California’s Division of Occupational Safety and Health said that it has opened an investigation into Tesla over a report about worker protections at the company’s lone auto plant in Fremont, California.
Erika Monterroza, a spokeswoman for the state’s industrial relations department said that the state agency “takes seriously reports of workplace hazards and allegations of employers’ underreporting recordable work-related injuries and illnesses” and “currently has an open inspection at Tesla.”
As per laws in California, employers are required to maintain what are called Log 300 records of injuries and illnesses.
According to Monterroza, while the state doesn’t disclose details of open inspections, they typically include a review of employers’ Log 300 records and checks to ensure that serious injuries are reported within eight hours as required by law.
Earlier this week, the Center for Investigative Reporting’s Reveal alleged that Tesla had failed to report serious injuries on legally mandated reports, making its numbers appear better than they actually were.
Further, in its expose, the website cited former members of Tesla’s environment, health and safety team saying that Chief Executive Officer Elon Musk’s personal preferences were often invoked as reason not to address potential hazards.

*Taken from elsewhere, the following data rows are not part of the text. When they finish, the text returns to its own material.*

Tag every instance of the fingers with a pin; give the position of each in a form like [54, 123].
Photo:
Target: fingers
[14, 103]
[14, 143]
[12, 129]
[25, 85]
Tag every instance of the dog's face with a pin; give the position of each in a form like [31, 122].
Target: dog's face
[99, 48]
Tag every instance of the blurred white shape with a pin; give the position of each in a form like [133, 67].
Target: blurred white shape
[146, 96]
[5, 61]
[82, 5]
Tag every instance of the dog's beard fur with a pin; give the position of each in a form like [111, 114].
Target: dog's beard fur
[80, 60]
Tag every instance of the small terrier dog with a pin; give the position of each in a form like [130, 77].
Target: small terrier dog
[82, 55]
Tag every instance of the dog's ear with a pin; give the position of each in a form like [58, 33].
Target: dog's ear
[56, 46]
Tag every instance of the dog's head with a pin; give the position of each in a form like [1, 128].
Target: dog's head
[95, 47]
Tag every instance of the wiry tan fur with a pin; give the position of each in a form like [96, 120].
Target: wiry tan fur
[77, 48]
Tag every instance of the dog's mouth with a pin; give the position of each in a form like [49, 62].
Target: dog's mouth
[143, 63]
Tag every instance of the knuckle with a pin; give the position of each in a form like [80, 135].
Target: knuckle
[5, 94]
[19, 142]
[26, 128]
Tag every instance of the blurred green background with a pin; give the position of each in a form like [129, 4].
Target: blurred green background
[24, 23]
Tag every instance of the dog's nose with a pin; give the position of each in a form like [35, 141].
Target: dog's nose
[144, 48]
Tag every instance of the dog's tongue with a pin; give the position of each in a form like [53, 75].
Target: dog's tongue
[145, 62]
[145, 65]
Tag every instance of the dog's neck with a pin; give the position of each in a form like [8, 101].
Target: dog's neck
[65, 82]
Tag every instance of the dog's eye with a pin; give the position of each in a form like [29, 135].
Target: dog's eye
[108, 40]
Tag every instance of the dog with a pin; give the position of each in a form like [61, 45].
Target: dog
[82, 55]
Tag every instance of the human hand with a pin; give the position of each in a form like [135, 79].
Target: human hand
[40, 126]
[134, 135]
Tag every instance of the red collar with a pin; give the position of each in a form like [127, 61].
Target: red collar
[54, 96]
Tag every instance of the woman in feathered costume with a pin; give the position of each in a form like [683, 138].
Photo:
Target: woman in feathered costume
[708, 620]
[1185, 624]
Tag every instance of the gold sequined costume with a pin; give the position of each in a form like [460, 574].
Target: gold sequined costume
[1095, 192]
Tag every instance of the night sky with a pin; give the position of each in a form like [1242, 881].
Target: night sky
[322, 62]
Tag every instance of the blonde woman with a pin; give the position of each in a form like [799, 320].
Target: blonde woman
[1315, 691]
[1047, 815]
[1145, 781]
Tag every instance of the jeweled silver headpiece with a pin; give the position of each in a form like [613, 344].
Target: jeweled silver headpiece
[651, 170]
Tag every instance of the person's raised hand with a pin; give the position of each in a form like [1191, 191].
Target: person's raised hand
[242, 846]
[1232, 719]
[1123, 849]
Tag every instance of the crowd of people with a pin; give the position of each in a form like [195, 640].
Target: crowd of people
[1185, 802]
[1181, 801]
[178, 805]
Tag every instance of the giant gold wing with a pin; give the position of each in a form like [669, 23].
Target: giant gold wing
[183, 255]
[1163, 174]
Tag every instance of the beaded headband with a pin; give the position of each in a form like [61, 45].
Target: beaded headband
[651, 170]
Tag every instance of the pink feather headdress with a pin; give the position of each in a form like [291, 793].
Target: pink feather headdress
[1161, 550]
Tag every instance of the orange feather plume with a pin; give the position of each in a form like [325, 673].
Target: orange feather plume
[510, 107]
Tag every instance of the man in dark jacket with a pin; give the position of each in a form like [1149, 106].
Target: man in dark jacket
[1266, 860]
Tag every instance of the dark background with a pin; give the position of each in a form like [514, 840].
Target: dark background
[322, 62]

On Monday, Tesla pushed back against the story in a lengthy blog post and called it “an ideologically motivated attack by an extremist organization working directly with union supporters to create a calculated disinformation campaign against Tesla.”
For over a year, the United Auto Workers union has been trying to organize Fremont workers.
In an emailed statement released on Wednesday, Tesla responded to news of California’s investigation, saying that the injury rate at Fremont was lower than when Toyota Motor Corp. and then-General Motors Corp. operated the factory with UAW-represented workers.
The company stated, “We care deeply about the safety and well-being of our people and strive to do better every day.”
Late on Tuesday, California’s Division of Occupational Safety and Health, known as CAL/OSHA, opened its inspection and investigations can be triggered by a number of reasons, including internal complaints from employees.
However, the agency has declined to comment on what triggered its latest probe, which could take as long as six months to complete.
Tesla said in its statement, “Cal-OSHA is required to investigate any claims that are made, regardless of whether they have merit or are baseless (as we believe these are), and we always provide our full cooperation.”
According to the carmaker, the agency investigated the company’s injury reporting and record-keeping last year and closed it without finding any violations or taking further action.
The company added, “We have never in the entire history of our company received a violation for inaccurate or incomplete injury record-keeping.”